メニューを見ると、やはり、関東や大阪、香川方面のうどん屋とは、メニューの体系が違う。味噌カツ丼とか、ころうどんとか見慣れないメニューが並ぶ。カレーうどん750円とオプションの海老の天ぷら150円を注文した。やはり、名古屋では海老の天ぷらは、かかせない。若鯱屋と書いてある茶碗に冷たい麦茶が届いた。夜遅い時間帯にもかかわらず、店内に客が多くて、ほぼ満席状態だった。人気のあるうどん屋なんだろう。

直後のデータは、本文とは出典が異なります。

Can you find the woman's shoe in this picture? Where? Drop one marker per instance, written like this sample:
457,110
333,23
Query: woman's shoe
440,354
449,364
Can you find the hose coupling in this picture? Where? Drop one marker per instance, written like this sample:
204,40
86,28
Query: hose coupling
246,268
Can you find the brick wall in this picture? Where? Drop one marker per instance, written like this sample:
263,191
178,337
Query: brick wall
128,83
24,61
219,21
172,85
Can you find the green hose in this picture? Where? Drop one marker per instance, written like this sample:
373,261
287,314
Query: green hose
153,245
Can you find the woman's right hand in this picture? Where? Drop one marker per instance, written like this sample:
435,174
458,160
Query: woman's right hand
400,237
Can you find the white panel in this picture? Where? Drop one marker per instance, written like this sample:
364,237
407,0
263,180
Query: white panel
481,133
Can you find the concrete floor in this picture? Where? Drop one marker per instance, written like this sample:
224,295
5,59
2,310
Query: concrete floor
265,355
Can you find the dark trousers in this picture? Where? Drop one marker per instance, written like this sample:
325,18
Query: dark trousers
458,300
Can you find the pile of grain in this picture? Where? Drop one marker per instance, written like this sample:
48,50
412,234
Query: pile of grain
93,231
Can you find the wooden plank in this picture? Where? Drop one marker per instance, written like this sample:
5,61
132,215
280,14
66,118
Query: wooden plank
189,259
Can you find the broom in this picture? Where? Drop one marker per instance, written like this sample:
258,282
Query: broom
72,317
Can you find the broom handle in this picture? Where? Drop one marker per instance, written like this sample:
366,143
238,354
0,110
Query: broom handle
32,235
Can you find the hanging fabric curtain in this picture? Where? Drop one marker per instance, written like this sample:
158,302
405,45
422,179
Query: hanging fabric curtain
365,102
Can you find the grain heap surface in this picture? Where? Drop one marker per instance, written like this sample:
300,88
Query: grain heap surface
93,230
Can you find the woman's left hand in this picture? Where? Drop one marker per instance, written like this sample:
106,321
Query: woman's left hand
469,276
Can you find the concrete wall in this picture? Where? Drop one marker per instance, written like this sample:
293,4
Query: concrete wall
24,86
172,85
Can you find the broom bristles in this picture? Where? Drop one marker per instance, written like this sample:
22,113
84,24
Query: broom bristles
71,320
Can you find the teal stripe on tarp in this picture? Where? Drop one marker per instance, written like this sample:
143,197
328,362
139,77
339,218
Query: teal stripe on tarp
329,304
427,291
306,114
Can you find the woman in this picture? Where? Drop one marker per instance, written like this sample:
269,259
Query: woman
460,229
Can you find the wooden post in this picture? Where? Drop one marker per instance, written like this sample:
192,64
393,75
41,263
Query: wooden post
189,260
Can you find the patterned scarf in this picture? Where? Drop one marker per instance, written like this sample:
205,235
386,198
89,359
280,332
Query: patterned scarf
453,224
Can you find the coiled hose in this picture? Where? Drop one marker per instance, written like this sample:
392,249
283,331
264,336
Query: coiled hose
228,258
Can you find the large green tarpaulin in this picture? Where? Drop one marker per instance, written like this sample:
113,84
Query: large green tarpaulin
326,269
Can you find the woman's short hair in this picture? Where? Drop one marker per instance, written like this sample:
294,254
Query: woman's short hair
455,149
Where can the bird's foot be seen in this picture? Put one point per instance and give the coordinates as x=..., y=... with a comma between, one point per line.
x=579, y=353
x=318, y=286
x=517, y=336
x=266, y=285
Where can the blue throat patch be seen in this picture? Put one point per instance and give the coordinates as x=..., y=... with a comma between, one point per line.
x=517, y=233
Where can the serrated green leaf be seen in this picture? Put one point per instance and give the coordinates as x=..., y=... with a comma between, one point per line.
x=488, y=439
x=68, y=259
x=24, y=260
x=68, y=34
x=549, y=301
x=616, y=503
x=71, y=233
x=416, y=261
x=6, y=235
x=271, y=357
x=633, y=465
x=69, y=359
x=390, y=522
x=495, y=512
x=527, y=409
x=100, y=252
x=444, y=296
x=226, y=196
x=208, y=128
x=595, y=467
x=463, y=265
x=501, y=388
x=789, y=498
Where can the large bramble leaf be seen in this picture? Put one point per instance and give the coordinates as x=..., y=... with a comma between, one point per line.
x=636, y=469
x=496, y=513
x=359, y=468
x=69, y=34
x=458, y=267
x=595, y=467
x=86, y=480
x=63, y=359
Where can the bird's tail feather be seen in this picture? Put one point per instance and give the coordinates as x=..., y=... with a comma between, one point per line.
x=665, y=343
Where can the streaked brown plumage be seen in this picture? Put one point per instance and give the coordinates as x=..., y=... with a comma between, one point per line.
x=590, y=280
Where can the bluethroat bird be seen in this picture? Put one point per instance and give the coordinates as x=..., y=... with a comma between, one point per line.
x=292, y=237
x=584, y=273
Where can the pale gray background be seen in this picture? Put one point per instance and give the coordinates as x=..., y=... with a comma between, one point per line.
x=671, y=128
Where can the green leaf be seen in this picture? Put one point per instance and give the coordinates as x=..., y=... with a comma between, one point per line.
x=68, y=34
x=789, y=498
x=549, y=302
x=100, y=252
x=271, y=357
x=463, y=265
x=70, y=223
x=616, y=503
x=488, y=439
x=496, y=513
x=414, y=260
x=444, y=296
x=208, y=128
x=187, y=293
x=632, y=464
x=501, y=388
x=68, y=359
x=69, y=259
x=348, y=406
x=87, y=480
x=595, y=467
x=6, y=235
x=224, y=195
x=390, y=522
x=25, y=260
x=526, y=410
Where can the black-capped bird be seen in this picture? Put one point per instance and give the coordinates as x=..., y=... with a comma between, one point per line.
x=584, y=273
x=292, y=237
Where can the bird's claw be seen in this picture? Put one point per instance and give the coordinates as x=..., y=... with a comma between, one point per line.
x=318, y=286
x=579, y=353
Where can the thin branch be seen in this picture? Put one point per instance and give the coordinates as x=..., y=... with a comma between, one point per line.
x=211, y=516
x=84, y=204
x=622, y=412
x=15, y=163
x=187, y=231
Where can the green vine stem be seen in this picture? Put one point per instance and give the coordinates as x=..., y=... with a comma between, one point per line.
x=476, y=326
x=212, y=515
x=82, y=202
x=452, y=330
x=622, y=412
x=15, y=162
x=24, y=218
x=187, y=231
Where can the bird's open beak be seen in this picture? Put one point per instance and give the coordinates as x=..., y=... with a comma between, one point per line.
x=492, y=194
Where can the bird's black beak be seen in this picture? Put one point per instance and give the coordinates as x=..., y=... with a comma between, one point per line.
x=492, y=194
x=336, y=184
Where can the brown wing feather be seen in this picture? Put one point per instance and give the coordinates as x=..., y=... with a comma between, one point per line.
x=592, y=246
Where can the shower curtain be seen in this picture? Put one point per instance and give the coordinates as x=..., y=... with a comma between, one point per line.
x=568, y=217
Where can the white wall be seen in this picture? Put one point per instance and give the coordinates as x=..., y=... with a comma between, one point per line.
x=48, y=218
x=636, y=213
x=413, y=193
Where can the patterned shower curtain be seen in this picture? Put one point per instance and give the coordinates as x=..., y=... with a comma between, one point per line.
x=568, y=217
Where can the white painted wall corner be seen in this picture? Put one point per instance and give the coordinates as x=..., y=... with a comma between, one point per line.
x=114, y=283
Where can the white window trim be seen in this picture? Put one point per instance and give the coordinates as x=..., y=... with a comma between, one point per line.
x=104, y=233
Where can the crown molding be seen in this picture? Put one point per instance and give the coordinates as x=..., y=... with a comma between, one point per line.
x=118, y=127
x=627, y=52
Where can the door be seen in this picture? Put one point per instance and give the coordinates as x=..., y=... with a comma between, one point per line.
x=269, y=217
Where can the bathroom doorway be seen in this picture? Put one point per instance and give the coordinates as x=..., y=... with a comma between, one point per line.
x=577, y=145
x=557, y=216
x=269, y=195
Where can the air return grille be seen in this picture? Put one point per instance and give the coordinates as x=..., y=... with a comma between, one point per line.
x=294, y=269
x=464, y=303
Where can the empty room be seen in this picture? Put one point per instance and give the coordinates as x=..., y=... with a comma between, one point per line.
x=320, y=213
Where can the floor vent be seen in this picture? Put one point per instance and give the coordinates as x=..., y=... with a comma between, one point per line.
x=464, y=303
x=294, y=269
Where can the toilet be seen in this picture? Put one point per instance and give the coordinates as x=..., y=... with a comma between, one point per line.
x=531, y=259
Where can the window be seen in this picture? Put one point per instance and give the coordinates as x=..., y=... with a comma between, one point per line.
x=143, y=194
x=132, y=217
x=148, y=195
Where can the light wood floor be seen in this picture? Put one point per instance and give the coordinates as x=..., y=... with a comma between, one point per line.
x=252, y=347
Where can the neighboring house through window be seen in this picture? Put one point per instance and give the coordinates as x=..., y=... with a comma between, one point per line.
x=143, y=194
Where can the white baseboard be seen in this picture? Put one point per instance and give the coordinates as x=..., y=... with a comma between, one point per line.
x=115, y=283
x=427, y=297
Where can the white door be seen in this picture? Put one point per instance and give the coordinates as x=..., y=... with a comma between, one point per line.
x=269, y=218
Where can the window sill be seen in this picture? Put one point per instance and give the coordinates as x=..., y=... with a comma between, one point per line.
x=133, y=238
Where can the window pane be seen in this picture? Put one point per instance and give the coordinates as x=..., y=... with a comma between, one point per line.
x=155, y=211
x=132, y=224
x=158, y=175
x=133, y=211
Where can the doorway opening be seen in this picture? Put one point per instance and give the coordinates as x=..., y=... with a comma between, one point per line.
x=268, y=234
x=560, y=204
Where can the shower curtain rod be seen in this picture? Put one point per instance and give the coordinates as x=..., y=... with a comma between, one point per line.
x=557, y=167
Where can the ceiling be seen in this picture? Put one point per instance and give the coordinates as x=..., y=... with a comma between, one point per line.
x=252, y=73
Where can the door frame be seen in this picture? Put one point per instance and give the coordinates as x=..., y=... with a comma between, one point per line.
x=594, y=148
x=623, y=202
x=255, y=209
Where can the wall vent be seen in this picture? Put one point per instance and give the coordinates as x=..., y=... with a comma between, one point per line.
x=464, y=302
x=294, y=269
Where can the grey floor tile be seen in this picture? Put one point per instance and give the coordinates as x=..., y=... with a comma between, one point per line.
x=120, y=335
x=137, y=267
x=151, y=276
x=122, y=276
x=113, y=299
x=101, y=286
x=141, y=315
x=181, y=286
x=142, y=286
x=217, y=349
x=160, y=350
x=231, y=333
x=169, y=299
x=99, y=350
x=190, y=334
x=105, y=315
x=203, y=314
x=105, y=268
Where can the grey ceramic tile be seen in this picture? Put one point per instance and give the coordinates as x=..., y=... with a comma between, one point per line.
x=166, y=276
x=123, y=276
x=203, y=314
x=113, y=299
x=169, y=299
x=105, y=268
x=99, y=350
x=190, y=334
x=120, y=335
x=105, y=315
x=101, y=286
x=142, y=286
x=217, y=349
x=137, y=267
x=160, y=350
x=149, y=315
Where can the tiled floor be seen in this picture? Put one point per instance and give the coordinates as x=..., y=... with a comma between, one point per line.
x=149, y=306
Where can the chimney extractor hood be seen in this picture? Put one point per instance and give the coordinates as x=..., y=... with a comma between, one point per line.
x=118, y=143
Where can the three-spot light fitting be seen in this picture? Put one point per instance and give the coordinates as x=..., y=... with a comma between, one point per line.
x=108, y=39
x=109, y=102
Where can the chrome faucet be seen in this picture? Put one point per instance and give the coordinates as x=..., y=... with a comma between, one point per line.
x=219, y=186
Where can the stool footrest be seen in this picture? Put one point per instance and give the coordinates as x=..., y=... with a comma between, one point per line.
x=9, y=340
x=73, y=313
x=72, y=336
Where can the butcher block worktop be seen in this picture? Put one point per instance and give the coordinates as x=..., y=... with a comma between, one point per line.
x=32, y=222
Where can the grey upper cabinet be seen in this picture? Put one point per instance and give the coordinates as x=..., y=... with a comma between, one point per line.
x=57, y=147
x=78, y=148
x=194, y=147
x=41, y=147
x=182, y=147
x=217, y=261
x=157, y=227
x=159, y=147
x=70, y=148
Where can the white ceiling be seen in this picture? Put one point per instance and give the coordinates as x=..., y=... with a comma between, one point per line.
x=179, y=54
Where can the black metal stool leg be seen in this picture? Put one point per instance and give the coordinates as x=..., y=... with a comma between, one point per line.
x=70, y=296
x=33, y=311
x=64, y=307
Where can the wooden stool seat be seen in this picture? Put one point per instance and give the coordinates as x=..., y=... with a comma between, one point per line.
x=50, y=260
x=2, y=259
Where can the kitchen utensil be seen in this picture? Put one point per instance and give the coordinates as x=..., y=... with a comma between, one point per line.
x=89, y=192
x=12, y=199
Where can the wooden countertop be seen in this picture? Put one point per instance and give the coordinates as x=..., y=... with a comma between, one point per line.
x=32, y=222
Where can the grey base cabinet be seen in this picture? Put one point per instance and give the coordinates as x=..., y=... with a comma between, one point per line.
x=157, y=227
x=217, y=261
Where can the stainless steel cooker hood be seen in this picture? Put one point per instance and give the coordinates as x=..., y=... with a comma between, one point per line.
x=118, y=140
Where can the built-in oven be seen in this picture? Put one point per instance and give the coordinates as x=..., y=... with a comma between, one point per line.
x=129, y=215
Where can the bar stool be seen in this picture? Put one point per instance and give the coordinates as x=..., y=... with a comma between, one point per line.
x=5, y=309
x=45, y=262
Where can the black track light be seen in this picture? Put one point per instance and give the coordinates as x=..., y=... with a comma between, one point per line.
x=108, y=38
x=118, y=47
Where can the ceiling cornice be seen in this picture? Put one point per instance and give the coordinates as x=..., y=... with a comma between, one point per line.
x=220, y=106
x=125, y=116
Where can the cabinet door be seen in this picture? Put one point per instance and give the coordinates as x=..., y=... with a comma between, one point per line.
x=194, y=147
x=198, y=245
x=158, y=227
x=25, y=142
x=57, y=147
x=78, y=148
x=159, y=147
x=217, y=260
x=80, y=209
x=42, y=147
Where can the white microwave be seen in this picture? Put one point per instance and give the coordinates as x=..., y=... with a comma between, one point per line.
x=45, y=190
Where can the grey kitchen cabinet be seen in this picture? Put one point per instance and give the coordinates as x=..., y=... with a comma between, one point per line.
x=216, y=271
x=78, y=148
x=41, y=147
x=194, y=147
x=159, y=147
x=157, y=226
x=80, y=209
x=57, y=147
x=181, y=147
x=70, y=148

 少し待ち時間がかかったが、カレーうどんが届きました。関東方面でよくある薄いカレーではない。濃厚なカレーで、粉のブレンドにもこだわっているだろうことが、うかがわれるもっとも、この若鯱屋は、関東方面にも進出しているチェーン店らしいので、カレーについては、セントラルキッチンや製造委託等の合理化を計っているのだろう。もちろん、もともとのうどん出汁である魚系の味も立派に自己主張している。思ったより、色が黄色い。昔の学校の給食であったような、色である。最初辛みは、それほどでもないと、感じたが、この辛みは、だんだんと利いてくる。適度な辛さである。汗をかきかき食べることになる。

 うどんは、エッジがかかった腰の強いタイプでなく、なだらかで、ぶつぶつきれるようなタイプでちょっと太めだが、カレーうどんには、合っていると思う。このカレーでごはんを食べたいと思いながら、カレーうどんを完食した。でら打ちや古奈屋とは、また違うタイプのカレーうどんであったが、充分満足できた。お代900円を払い、店を出た。その後、有伝亭、およよんというカレーうどんが、評判の店を探し当てたが、あいにくGW中は、休みで結局食べることができなかったのは、残念であった。